On Saturday, 1 October 2016 at 16:59:18 UTC, Burt wrote:
Hi,
I'd like to use a binary heap from @safe code. I thought @safe is transitive

It tries too but "heapify" uses the struct "BinaryHeap" that is not safe at all. (either not annotated or @safe not applicable because of what it uses in intern: @system stuff)

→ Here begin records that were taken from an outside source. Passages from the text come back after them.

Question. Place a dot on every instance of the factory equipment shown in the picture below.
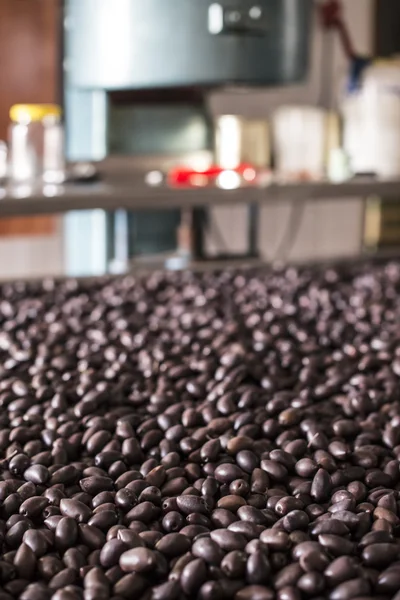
(137, 77)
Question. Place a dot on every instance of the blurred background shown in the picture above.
(199, 95)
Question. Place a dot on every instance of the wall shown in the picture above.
(331, 229)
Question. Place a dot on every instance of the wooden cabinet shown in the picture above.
(30, 72)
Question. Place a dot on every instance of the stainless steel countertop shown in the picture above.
(132, 193)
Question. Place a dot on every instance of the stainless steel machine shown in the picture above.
(137, 74)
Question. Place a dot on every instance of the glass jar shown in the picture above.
(36, 144)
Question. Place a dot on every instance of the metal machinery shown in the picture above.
(136, 80)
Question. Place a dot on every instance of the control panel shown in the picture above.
(249, 20)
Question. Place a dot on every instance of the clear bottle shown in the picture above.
(36, 144)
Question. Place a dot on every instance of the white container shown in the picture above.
(371, 122)
(240, 140)
(299, 137)
(36, 144)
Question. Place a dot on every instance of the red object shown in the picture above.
(182, 176)
(331, 14)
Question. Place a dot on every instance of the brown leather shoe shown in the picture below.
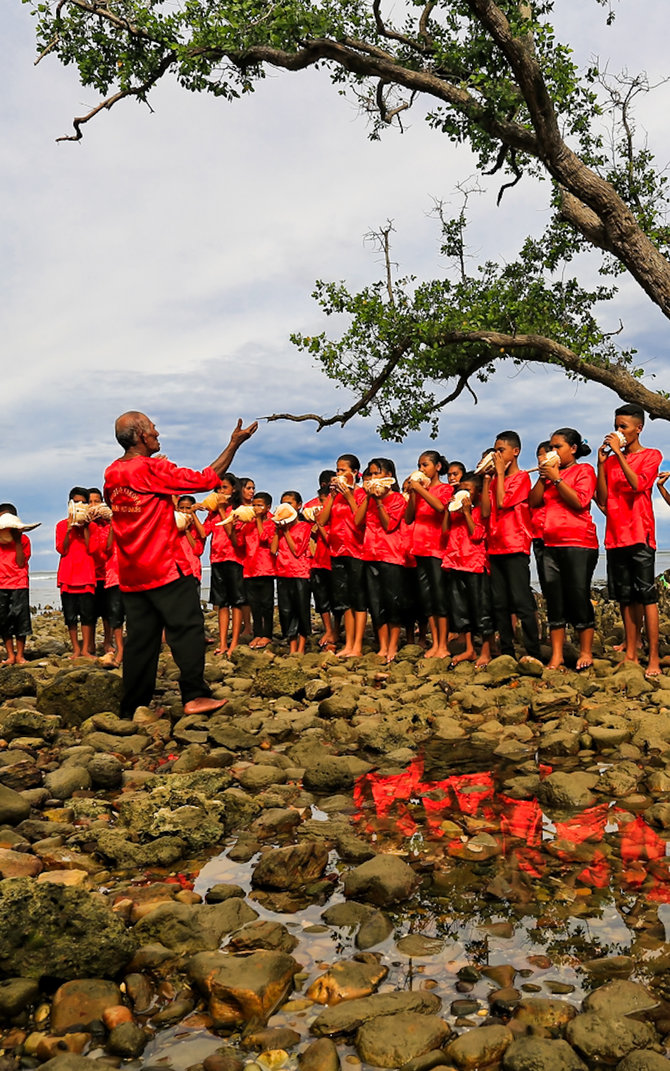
(203, 706)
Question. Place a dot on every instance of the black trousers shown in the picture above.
(260, 597)
(293, 605)
(385, 592)
(512, 593)
(174, 607)
(568, 571)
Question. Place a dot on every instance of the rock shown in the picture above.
(348, 1016)
(542, 1054)
(568, 790)
(290, 868)
(331, 773)
(126, 1040)
(348, 979)
(478, 1047)
(13, 806)
(193, 928)
(242, 989)
(604, 1040)
(62, 783)
(393, 1040)
(16, 994)
(321, 1055)
(620, 998)
(76, 694)
(78, 1004)
(275, 680)
(381, 880)
(59, 931)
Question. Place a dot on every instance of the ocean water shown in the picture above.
(44, 592)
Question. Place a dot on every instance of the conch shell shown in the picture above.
(459, 499)
(419, 477)
(100, 512)
(285, 514)
(378, 484)
(244, 513)
(487, 464)
(182, 519)
(11, 521)
(77, 512)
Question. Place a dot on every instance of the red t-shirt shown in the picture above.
(427, 536)
(76, 569)
(629, 513)
(564, 526)
(139, 492)
(509, 529)
(299, 564)
(466, 553)
(14, 577)
(193, 553)
(378, 543)
(258, 560)
(346, 539)
(222, 547)
(321, 549)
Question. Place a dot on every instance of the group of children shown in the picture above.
(446, 554)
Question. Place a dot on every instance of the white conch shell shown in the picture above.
(487, 463)
(100, 512)
(419, 477)
(244, 513)
(11, 521)
(285, 514)
(77, 512)
(459, 500)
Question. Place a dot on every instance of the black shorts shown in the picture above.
(321, 582)
(630, 574)
(348, 577)
(14, 613)
(227, 584)
(78, 606)
(431, 586)
(469, 601)
(113, 607)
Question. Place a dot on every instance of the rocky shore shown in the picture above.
(349, 865)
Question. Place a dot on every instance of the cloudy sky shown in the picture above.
(162, 264)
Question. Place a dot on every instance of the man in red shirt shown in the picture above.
(155, 575)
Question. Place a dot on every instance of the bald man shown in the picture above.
(155, 576)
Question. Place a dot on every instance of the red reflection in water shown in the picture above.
(405, 803)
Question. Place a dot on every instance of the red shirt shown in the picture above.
(222, 547)
(321, 556)
(564, 526)
(139, 492)
(258, 560)
(299, 564)
(346, 539)
(509, 529)
(629, 513)
(378, 543)
(427, 536)
(466, 553)
(13, 577)
(76, 570)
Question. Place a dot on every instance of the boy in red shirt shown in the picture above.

but the following example does not compile:

import std.container.binaryheap;
@safe // This makes things fail.
unittest
{
        // Test range interface.
        import std.algorithm.comparison : equal;
        int[] a = [4, 1, 3, 2, 16, 9, 10, 14, 8, 7];
        auto h = heapify(a);
        assert(h.equal([16, 14, 10, 9, 8, 7, 4, 3, 2, 1]));
}

Is there a way to @safely call heapify? How?

No easy "good" way:
1. BinaryHeap is an old container
2. It would require to patch the standard library. So virtually not available before weeks (but after a quick look it doesn't seem possible)

There's an easy "bad" way:

import std.container.binaryheap;
@safe // This makes things fail.
unittest
{
    void foo() @trusted
    {
            import std.algorithm.comparison : equal;
            int[] a = [4, 1, 3, 2, 16, 9, 10, 14, 8, 7];
            auto h = heapify(a);
            assert(h.equal([16, 14, 10, 9, 8, 7, 4, 3, 2, 1]));
    }
}

but "bad", don't forget ;)
It's a complete cheat to trust here.